Fact: The hate-crime offence applies only when a separate federal offence is committed (e.g., assault, mischief) and it’s motivated by hatred. The penalties scale with the underlying offence’s seriousness. It does not criminalize mere opinions or insults.

 

Myth 7: Hatred just means being rude or offensive.

Fact: The Supreme Court says “hatred” is detestation and vilification, which is an extreme standard. The proposal would codify that; dislike, disdain, offence or humiliation alone are not hatred.

Myth 8: Universities and community centres are automatically covered.
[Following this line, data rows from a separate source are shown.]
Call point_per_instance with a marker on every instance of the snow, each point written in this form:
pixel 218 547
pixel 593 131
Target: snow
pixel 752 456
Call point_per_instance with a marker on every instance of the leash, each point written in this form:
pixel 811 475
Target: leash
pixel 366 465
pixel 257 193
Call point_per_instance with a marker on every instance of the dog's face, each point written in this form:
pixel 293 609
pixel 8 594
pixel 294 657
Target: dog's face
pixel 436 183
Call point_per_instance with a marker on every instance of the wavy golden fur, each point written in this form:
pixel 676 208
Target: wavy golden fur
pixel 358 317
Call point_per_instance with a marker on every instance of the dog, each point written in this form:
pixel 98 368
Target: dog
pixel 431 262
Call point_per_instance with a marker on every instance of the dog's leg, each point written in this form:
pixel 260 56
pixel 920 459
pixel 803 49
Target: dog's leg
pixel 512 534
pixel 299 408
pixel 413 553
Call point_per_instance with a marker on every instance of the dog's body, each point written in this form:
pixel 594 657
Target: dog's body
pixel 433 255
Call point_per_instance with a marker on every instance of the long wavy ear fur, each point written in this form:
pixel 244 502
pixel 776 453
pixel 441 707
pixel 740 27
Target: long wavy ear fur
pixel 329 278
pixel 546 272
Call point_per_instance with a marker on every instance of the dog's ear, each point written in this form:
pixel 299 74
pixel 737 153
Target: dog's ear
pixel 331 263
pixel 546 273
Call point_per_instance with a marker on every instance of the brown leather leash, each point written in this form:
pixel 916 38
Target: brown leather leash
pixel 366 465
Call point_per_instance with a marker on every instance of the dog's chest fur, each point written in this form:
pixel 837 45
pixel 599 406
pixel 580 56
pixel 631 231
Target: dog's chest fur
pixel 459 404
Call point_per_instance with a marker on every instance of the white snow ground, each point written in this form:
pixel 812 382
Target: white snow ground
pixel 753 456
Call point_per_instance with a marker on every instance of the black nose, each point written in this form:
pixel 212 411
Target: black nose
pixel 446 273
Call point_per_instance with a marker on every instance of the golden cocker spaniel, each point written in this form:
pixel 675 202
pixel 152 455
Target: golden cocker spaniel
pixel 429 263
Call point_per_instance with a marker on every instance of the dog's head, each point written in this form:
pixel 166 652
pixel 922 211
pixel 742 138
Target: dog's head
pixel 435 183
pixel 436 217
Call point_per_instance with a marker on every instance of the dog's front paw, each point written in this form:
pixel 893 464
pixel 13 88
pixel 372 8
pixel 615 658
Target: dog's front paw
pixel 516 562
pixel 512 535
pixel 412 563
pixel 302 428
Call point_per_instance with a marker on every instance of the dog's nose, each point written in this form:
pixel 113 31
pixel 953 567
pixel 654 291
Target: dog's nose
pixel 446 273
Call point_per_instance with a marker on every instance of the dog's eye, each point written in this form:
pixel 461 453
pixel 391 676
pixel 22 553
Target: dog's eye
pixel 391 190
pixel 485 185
Fact: Determining whether a property is or is not captured by the proposed offences would generally be a highly fact-specific exercise and ultimately for the courts to determine. However, some properties will more clearly be captured than others.
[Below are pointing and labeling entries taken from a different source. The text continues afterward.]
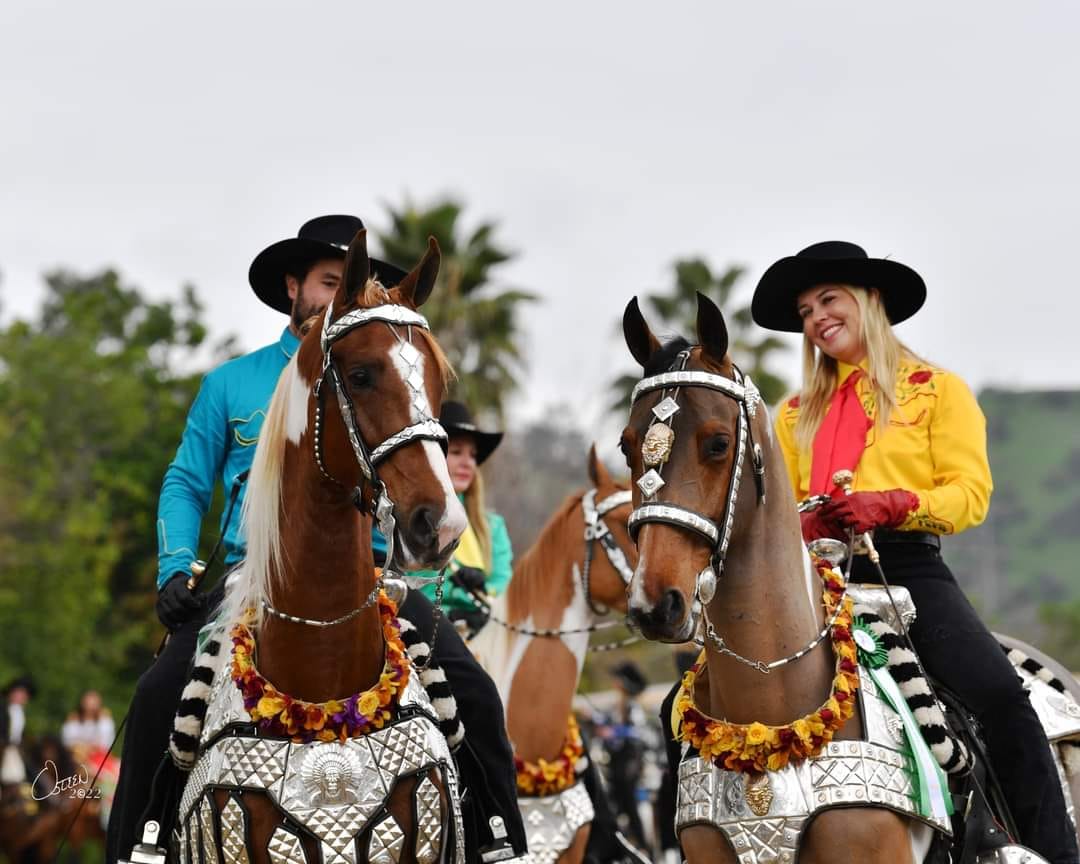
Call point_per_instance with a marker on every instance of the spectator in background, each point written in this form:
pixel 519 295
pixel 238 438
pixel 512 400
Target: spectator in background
pixel 16 694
Importantly, the existing general intimidation and obstruction offences apply to all property, and so any property that is not captured by these new offences would continue to be captured by the existing offences of general application.  As examples of places that would likely be covered:

 

  • Churches, Synagogues, Mosques: Yes, because religious institutions would be specifically identified.
  • Religious daycares and religious schools: Yes, although not specifically identified, these are educational institutions that are primarily used by an “identifiable group” based on religion.
  • Secular daycares and secular schools: Likely yes, as these are educational institutions primarily used by an “identifiable group” based on “age” (i.e., young people).
  • Colleges and Universities: Possibly, if the educational institution in question was used primarily by an “identifiable group” (e.g., private Christian college).
  • Funeral Homes: Possibly, if the funeral home was used for administrative or cultural purposes primarily by an “identifiable group” or was determined to be a place of worship.
  • Seniors’ Residences: Yes, if the residence was used primarily by an “identifiable group”.
  • Cultural Centre: Yes, if it was used primarily by an “identifiable group”.
  • Community Centre: Possibly, if the property is used for administrative, social, cultural or sports activities or events "primarily by an "identifiable group”.
  • LGBTQ+ spaces: Possibly, if the property is used "primarily” by that "identifiable group” for administrative, social, cultural or sports activities or events.
  • Museums: Unlikely, unless it is used primarily by an identifiable group.
  • Hillel Campus Centres and Muslim Student Centres: Possiblyif the spaces were used primarily by these “identifiable groups”. It may be less clear in situations where rooms at issue are not dedicated primarily for use by these groups.

Myth 9: This bans any protest symbol the Liberals don’t like

 

Fact: No. It bans a specific and closed list of symbols: (a) those principally used by or associated with a listed terrorist entity; (b) the Nazi Hakenkreuz (swastika) or Nazi SS bolts; and (c) confusingly similar look-alikes.

 

Myth 10: Just displaying a symbol is a crime

Fact: No. The offence is displaying one of those symbols in a public place and doing so willfully to promote hatred against an identifiable group. Intent (“wilfully”) and the hatred threshold must both be met.